Especialistas que participaram da audiência pública da Comissão de Meio Ambiente e Desenvolvimento Sustentável, da Assembleia Legislativa de Minas Gerais (ALMG), concordaram que o processo de licenciamento de hidrelétricas no Estado deveria ocorrer apenas após a realização de um macroplanejamento. O objetivo da reunião, solicitada pela deputada Bella Gonçalves (Psol), era debater o licenciamento desses empreendimentos nas regiões do Alto Paranaíba e Triângulo Mineiro, em especial a implementação da Usina Hidrelétrica Gamela no Rio Paranaíba, no município de Coromandel (Alto Paranaíba).
O professor do Departamento de Ecologia e Conservação da Universidade Federal de Lavras (UFLA), Paulo dos Santos Pompeu, foi um dos defensores desse macroplanejamento. “A gente não devia estar licenciando os empreendimentos isoladamente. É preciso olhar a bacia como um todo. Desde que as hidrelétricas começaram a ser implantadas no Brasil, principalmente a partir da década de 1960, a construção de escada para peixe tem sido a principal estratégia utilizada. Mas mesmo tendo essas estruturas, os nossos estoques de peixe estavam declinando. Se você está ligando um reservatório a outro, para que você está colocando uma escada para peixe? Você não está ligando nada a lugar nenhum”, afirmou. Ele ressaltou que os mecanismos de transposição não respeitam a dinâmica de migração dos peixes, cujas espécies muitas vezes migram somente em determinada época do ano e condições de temperatura. A ideia de um planejamento global também foi defendida por André Barcelos, coordenador do Programa Rios Livres. “Em uma bacia que já é responsável por 40% da contribuição energética, é preciso pensar um processo de descentralização dessas matrizes do Triângulo Mineiro”, disse.
O presidente e diretor de sustentabilidade da Associação para a Gestão Socioambiental do Triângulo Mineiro (Angá), Gustavo Malacco, afirmou que “a região do Triângulo Mineiro, por causa dos seus grandes rios, teve e ainda tem uma grande contribuição para a hidroeletricidade, mas isso traz consequências, especialmente para o ecossistema aquático e os setores agrícola e de turismo”.
Ele também explicou que a Usina Hidrelétrica Gamela pretende ser construída no único trecho ainda livre de barragens do Rio Paranaíba e solicitou ajuda da ALMG para avançar em uma política pública que defina quais rios seriam de preservação permanente.
“A gente não demoniza e nem quer tirar a relevância de instalações de usinas hidrelétricas porque, de fato, elas ainda são responsáveis por um percentual relevante da matriz energética do Brasil.
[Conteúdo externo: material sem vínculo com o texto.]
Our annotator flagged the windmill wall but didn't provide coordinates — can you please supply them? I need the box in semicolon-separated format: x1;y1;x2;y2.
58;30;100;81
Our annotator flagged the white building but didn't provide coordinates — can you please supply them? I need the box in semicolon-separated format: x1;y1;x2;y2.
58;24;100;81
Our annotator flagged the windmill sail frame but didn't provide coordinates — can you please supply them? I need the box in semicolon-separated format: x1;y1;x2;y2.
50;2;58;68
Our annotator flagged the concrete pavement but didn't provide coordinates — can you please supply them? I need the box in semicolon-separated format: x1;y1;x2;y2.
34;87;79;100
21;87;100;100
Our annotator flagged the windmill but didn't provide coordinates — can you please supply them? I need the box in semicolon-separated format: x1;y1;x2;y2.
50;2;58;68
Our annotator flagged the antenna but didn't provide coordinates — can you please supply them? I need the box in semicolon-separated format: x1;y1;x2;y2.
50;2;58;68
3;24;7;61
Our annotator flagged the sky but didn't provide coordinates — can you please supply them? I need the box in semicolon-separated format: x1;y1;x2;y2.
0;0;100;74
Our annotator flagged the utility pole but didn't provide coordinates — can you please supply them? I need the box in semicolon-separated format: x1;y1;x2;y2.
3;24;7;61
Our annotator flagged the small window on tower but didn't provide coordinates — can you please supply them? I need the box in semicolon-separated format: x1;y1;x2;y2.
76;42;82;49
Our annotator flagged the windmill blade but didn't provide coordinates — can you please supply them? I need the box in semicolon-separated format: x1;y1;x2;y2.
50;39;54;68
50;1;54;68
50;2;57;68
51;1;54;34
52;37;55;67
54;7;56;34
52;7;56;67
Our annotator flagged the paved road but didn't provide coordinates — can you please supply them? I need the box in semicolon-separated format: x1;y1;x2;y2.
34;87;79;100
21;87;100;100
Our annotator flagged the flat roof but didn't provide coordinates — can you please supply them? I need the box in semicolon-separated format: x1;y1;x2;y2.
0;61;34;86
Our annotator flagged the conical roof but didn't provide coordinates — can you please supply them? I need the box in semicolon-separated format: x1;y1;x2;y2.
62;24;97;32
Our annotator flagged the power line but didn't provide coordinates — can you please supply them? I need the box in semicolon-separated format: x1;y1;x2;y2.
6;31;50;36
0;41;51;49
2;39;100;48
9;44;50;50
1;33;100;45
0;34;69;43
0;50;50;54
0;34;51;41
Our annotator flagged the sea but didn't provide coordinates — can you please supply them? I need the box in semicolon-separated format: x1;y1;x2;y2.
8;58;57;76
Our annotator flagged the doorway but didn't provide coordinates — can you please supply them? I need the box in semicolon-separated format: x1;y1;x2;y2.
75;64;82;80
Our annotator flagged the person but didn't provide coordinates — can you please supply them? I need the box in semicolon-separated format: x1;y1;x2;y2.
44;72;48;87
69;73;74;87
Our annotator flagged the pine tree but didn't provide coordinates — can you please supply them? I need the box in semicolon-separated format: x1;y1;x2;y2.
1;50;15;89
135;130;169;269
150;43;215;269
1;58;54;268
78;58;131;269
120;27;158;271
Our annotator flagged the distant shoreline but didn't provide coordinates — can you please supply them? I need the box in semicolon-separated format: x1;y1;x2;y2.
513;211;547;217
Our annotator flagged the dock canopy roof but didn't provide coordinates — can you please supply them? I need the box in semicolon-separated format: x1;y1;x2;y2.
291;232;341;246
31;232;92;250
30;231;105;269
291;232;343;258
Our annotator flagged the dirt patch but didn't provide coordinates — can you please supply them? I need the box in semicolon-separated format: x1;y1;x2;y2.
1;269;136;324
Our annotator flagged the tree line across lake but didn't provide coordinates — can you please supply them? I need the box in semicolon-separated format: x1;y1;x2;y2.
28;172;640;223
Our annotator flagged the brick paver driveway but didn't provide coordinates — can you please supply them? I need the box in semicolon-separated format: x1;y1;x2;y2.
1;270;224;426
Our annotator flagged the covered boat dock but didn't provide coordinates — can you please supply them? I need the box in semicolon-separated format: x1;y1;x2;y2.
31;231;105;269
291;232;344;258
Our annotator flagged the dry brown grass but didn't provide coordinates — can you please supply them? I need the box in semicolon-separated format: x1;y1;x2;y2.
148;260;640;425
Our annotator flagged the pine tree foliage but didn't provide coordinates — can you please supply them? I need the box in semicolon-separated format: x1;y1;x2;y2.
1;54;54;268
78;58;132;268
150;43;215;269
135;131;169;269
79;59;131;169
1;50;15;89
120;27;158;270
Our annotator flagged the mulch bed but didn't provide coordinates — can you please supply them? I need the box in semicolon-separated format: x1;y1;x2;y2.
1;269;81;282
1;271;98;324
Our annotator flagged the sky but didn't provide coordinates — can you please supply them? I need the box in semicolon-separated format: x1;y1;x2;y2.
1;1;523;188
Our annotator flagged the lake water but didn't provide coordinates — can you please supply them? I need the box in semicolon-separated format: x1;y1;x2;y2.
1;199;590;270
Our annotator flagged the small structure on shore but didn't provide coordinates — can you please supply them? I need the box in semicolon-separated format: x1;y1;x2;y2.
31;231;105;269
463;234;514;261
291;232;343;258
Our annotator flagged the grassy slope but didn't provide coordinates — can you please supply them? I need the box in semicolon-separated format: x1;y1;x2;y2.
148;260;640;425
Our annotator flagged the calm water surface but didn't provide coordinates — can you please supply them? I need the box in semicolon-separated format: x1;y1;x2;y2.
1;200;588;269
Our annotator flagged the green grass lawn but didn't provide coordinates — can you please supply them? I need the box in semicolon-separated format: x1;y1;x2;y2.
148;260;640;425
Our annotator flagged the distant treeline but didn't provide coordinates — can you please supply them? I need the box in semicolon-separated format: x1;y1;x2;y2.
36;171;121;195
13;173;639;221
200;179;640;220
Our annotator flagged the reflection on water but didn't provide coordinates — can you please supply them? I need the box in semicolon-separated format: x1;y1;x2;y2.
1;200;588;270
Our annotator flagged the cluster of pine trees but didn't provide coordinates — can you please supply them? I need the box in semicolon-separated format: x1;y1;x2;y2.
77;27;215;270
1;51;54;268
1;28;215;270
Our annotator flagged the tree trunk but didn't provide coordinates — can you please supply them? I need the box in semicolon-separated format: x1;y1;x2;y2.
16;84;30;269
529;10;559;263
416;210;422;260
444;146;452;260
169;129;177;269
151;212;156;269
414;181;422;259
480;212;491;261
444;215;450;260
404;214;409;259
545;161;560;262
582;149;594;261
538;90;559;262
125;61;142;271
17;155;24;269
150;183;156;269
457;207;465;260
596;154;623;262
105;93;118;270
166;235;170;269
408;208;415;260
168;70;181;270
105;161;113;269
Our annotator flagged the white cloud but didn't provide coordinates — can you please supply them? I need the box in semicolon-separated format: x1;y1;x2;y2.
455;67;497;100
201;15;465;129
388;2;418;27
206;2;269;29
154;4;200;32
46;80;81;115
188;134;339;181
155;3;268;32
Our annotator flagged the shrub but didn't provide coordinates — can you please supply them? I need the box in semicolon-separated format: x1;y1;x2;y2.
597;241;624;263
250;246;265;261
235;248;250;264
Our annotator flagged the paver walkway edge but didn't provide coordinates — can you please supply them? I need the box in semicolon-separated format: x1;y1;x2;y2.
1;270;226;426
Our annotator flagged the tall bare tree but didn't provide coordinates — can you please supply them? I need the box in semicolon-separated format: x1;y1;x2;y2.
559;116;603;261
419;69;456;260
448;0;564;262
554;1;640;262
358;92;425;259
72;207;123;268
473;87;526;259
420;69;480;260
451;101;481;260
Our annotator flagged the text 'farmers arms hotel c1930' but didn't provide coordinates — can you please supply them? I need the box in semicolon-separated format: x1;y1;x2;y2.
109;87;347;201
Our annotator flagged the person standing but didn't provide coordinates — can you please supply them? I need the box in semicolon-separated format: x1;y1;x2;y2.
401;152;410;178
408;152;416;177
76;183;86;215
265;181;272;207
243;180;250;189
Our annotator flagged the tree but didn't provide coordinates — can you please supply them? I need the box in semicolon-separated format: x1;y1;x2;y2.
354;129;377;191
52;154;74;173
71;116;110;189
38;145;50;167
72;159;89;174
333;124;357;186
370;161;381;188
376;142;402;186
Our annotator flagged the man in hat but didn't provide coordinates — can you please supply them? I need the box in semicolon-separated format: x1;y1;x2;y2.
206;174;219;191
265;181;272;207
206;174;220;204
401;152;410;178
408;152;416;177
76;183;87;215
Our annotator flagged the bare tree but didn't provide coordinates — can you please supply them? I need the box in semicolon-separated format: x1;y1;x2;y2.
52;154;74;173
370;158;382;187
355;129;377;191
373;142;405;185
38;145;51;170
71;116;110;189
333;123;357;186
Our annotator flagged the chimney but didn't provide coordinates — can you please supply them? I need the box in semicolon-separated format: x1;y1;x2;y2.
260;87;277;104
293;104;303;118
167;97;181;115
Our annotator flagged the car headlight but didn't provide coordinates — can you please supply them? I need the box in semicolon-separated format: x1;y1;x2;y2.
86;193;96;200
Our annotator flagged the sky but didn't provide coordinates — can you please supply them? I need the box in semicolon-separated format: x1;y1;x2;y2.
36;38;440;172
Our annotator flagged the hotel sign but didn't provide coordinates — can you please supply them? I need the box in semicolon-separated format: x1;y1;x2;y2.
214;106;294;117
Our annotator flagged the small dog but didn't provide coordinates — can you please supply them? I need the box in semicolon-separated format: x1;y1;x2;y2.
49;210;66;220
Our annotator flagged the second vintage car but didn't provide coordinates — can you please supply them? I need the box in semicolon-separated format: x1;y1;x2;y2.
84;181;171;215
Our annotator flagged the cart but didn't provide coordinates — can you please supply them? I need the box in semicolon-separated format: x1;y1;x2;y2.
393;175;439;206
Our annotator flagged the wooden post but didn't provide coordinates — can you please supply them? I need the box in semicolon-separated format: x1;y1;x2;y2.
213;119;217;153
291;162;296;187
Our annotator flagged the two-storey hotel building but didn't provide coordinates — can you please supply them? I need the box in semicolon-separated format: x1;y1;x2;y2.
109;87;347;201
No entanto, diante desses impactos que hoje são muito bem reconhecidos e identificados, em boa parte, irreversíveis, é fundamental, que em todos os processos de licenciamento, nós tenhamos essa análise de impacto. Estamos falando de bacias que já têm seu fluxo comprometido devido à presença de muitas barragens”, reiterou o procurador do Ministério Público Federal (MPF), Gustavo Kenner Alcântara.
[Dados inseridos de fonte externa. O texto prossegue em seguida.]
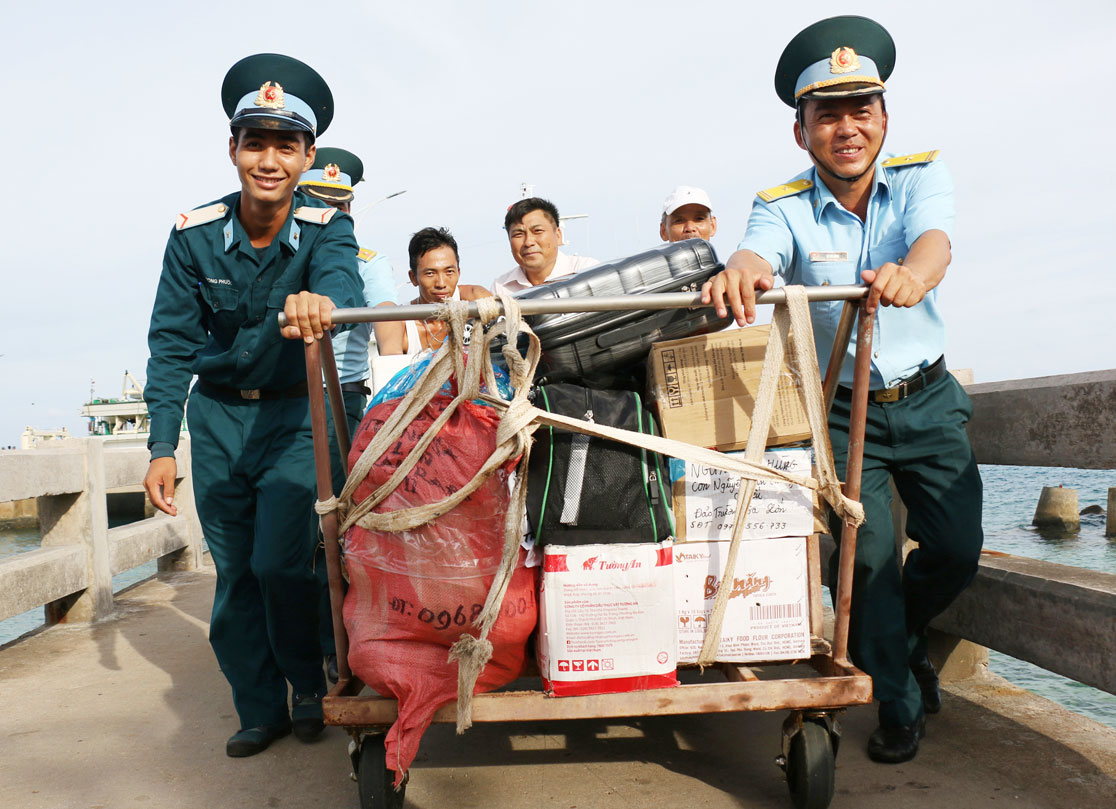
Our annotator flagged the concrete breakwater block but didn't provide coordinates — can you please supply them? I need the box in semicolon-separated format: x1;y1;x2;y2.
1033;486;1079;531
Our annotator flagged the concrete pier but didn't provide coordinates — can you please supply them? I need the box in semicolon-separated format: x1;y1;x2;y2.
1;565;1114;809
1032;486;1079;531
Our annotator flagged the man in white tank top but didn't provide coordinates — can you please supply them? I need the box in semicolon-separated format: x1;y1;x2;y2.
403;227;491;354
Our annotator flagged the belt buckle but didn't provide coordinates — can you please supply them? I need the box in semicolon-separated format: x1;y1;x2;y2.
240;389;261;400
875;385;901;403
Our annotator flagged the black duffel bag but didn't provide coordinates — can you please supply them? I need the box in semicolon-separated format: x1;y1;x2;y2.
526;383;674;545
Segundo os presentes na audiência, em 2023, a Secretaria de Estado de Meio Ambiente e Desenvolvimento Sustentável (Semad) havia emitido parecer técnico recomendando o indeferimento do projeto da Usina Hidrelétrica Gamela. Porém, o empreendimento foi liberado em março deste ano em reunião da unidade regional do Conselho Estadual de Política Ambiental (Copam).
Mariana Antunes Pimenta, gestora ambiental e gerente de suporte técnico da Fundação Estadual do Meio Ambiente (Feam), participou da elaboração do parecer técnico e afirmou que foram quase dez anos de análise que levaram ao entendimento de que a Usina Hidrelétrica Gamela deveria ser indeferida. “O impacto não mitigável sobre espécies de peixe ameaçadas foi considerado muito maior que os impactos positivos”, reforçou.